The problem with heart failure patients is that by the time they develop physical signs and symptoms, a trip to the emergency room is usually unavoidable. But before these signs and symptoms occur, fluid volume and pressure changes are present in patients referred to as hemodynamic congestion. This precursor to clinical congestion is difficult to detect. Studies suggest that over 40% of patients leave the hospital with undetected hemodynamic congestion which makes these patients high risk for readmission. This is where the Vixiar Indicor comes in.
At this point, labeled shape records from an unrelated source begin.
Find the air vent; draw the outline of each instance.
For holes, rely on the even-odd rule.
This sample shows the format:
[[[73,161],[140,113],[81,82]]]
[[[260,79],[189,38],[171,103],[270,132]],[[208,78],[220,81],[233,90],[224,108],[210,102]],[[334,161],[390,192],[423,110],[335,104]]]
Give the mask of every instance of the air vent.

Technology standardizes a trusted maneuver

We have developed a handheld device and software platform that detects changes in fluid volume in the chest that lead to hemodynamic congestion. The Indicor standardizes the Valsalva Maneuver, an exhalation against a closed airway similar to blowing up a balloon or straining for a bowel movement. Here is how it works: the patient blows into the device for ten seconds while watching a virtual pressure gauge. The strain of the Valsalva cuts off blood returning to the heart. Cardiac output is then reduced and then, downstream, peripheral pulse. A sensor placed on the patient’s finger captures his pulse response before, during and after the strain. In a healthy individual, the Valsalva impedes blood flow and the pulse signal displays a steep decrement in amplitude representing the limited blood flow during the strain. However, in the heart failure patient, there is little to no decrement in pulse pressure because excess fluid in the lungs (congestion) serves as a reservoir that feeds the heart with blood and downstream, pulse remains virtually unchanged. The Indicor’s algorithm analyzes the pulse response and outputs and index of hemodynamic congestion, the Valsalva Pulse Response. The test is fast, non-invasive and easy to perform.
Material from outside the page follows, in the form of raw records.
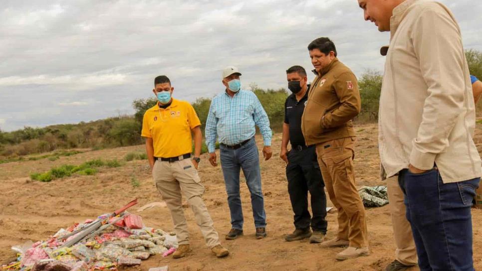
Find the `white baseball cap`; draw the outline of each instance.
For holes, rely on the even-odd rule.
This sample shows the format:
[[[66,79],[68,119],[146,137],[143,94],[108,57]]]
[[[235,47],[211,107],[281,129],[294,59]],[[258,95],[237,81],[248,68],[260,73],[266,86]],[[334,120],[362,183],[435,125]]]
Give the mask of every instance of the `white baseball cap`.
[[[241,75],[241,73],[240,72],[238,68],[234,66],[228,66],[223,70],[223,79],[226,78],[233,73],[239,73],[240,75]]]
A market across the continuum of care

Post FDA clearance, our team will move into the commercial phase and begin marketing the device. The Indicor is designed to be used at the point of care in hospitals, skilled nursing facilities, doctors' offices and patients' homes. We will start our sales process in hospitals where heart failure experts reside and where clinicians need a tool to detect fluid changes and ideally to avoid discharging patients with hemodynamic congestion. Moving into the homecare market, the Indicor will provide clinicians with a remote monitoring tool and allow clinicians to watch for increases in congestion and intervene earlier to ideally avoid hospitalizations. In our post COVID19 world, this will help patients and clinicians avoid unnecessary exposure.